THere have been several attempts to teach human-like languages to members of other species, none has teached a level of conberstional ability that would answer this question directly. A great deal of language-related work has been done with parrots and dolphins. Dolphins have been especially helpful because of their complex communication system and large brains. Furthermore, such approaches are generally focused to those animals most like us, particularly the great apes.

Because of the maturity of Chimpanzees and gorillas, they have been the most popular targets of study. They are estimated to have the intelligence or two- or three-year-old children, who are usually well on their way to learning language. The study of gorilla learning sheds light on the important connection between gorillas and their sibling species, Homo sapiens. This next information is based on gathered information from Koko the gorilla’s personal website and found that Project Koko has contributed to the study of the evolution and development of human communication.

THe well-known gorilla, Koko, has been a case study of her intellectual, physical and linguistic development since her infancy. Koko, a female lowland gorilla born in 1971, uses American Sign Language and understands spoken English. Koko’s participation in the study began when she was one year old.

THe study is known as The Gorilla Language Project, which is both an effort to gather data about gorilla language and a case study of observed gorilla behavior and utterances. All signs, the context in which they occured, the number of repetitions, and anything unusual that might have occurred during signing are recorded daily. THe project administers informal and formal tests of vocabulary comprehension and of the understanding of relationships between objects and words, as well as standard child intelligence tests.

During the course of the study, Koko has advanced further with language than any other non-himan. Koko has a working vocabulary of over 1,000 signs. Koko understands approximately 2,000 words of spoken English. Koko initiates the majority of conversations with her human companions and typically constructs statements averaging three to six words. Koko has a tested IQ of between 60 and 95 on a human scale, where 100 is considered “normal” (Koko’s World 2000).

In light of Koko’s case, we have seen signs that indicate the language barrier between humans and animals possibly being broken. However, the majority of studies like that of Koko challenge whether human language is the final barrier separating us from animals. Evidence has shown that in most cases sentences always seem to be very short. Many times two or three gestures seem to be combined. But there are never connecting words that convey more sophisticated messages or the ability to apply rules of grammar. For instance, a chimp may see a person holding a banana.
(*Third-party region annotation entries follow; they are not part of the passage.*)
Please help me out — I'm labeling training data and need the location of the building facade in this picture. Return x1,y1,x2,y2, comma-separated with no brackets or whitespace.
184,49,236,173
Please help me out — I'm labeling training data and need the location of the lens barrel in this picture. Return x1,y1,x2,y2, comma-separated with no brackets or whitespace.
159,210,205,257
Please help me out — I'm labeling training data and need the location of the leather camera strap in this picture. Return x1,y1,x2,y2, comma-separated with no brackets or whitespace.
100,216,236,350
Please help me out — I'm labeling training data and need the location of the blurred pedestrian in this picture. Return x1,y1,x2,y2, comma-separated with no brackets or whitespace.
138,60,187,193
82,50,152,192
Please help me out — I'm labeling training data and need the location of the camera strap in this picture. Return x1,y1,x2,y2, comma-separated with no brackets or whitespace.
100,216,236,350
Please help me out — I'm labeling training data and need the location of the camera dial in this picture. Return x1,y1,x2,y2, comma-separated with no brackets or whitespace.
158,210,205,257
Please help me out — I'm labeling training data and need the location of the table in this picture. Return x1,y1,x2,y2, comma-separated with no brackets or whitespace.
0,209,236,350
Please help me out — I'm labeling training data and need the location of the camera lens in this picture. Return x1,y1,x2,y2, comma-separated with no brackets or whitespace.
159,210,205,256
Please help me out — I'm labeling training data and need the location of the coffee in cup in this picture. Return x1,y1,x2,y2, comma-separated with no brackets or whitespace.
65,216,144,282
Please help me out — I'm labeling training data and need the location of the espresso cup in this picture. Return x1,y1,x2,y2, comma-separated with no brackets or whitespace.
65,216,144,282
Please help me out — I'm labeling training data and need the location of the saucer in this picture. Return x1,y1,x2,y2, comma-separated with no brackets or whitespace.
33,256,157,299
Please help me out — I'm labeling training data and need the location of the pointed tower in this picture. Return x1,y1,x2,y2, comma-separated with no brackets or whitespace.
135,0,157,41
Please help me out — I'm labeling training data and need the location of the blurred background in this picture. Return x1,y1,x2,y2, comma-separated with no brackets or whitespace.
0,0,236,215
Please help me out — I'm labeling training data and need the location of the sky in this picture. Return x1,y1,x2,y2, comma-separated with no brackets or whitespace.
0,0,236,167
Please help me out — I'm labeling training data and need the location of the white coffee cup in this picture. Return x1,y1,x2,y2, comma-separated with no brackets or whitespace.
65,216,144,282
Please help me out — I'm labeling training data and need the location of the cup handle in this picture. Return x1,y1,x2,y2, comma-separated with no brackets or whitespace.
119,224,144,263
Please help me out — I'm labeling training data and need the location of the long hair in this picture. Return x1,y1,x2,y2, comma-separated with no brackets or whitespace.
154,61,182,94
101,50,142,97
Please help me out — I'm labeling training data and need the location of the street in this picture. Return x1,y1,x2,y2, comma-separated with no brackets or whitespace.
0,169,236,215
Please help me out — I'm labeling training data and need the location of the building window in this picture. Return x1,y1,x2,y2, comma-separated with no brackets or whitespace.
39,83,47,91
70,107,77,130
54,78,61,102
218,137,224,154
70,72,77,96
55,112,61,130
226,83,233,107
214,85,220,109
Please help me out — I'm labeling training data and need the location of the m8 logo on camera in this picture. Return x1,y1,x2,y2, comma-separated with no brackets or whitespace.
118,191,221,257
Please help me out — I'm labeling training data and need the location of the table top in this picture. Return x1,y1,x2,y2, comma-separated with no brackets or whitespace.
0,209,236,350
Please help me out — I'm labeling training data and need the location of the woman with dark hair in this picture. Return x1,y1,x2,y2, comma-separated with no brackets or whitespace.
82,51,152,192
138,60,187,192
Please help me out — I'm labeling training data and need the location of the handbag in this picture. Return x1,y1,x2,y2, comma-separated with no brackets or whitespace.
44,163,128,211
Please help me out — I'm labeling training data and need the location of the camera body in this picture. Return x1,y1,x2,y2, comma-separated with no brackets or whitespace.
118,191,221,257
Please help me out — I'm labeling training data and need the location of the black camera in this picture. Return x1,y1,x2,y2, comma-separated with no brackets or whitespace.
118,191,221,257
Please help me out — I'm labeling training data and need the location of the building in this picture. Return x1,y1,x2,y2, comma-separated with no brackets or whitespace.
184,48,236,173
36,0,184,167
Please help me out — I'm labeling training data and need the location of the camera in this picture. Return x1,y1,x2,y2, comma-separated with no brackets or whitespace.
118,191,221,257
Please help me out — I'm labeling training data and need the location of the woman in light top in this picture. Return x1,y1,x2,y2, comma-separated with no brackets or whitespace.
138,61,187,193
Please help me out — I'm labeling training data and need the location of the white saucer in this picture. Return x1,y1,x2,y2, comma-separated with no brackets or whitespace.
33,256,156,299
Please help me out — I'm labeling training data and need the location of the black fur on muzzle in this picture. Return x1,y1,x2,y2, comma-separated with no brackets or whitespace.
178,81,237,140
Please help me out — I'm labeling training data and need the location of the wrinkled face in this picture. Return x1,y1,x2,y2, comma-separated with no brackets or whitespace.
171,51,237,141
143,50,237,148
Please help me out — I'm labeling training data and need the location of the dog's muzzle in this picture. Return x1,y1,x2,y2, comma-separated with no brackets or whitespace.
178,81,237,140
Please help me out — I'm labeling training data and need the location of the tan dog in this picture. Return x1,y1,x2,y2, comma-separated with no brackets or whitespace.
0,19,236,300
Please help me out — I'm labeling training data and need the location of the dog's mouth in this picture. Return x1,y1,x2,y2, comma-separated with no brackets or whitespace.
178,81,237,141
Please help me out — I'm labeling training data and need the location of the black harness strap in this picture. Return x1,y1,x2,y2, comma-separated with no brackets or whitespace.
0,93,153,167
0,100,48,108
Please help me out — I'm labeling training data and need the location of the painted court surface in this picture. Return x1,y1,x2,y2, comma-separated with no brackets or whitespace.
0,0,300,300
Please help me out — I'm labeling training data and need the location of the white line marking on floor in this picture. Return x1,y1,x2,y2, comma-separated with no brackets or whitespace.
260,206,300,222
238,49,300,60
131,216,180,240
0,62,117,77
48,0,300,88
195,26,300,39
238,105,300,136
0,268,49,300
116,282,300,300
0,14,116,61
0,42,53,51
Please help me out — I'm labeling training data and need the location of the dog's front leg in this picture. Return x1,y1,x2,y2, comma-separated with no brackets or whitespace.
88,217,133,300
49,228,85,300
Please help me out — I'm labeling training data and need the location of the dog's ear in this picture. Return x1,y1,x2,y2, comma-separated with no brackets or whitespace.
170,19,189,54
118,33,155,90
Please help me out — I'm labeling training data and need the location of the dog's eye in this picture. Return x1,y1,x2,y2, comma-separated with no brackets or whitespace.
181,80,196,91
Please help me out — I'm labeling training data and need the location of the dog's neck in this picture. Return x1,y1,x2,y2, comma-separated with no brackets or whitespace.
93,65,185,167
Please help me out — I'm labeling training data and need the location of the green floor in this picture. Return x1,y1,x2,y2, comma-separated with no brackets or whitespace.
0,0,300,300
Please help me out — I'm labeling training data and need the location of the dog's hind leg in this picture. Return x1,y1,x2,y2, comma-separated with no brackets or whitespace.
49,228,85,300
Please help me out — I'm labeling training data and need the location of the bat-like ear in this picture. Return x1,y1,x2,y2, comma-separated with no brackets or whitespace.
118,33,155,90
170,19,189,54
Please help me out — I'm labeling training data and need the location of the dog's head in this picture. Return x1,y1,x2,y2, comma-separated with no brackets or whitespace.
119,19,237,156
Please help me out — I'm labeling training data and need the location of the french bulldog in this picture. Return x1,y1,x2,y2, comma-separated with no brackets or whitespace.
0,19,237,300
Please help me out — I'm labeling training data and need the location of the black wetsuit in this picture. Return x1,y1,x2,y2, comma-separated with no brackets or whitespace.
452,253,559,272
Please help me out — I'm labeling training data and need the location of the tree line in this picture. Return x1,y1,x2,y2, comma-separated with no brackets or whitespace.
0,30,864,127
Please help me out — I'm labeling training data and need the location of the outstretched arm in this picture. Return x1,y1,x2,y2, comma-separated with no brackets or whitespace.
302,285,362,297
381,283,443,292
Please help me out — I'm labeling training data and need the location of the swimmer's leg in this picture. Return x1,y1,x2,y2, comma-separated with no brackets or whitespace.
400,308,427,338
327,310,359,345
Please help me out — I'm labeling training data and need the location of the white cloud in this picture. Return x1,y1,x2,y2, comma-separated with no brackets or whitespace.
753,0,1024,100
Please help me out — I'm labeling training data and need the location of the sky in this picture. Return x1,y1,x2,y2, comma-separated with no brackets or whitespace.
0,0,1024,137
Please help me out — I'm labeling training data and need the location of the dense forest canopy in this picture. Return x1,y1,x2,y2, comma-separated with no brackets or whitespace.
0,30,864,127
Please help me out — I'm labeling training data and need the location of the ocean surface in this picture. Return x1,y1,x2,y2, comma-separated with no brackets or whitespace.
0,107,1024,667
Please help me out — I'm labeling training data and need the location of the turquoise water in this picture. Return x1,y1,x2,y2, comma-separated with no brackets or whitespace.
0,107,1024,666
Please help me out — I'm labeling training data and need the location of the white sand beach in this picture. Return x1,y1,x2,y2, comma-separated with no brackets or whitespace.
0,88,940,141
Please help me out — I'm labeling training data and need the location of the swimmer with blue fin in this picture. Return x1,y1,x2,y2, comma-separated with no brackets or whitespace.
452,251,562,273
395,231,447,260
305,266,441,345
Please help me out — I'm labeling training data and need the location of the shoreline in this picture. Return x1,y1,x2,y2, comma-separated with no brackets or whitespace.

The chimp uses sign language to sign its own name and signs for the banana. The researcher may think that the chimp wants the banans, but in fact it may also mean that the banana belongs to the chimp. Many of the apes’ sentences are requests for food, tickling, baths, pets, and other pleasurable objects and experiences. Much like the requests of a family dog or cat, which learns simple commands. Other researchers also concluded that chimps are not naturally predisposed to associate seen objects with heard words, as human infants are.

The question of language among animals and humans is still highly debated, even in the case of our sophisticated mammalian cousins. Two things are clear, however. First, whatever the chimp, gorilla, or dolphin have learned is a much more primitive and limited form of communication than that learned by human children. Second, their level of communication from a human point of view does not do justice to their overall intelligence; that is, these animal are smarter than their “language” production suggests. Under the right circumstances, and with the right tools, animals can master many language-like skills, but humans remain unique in their ability to use language.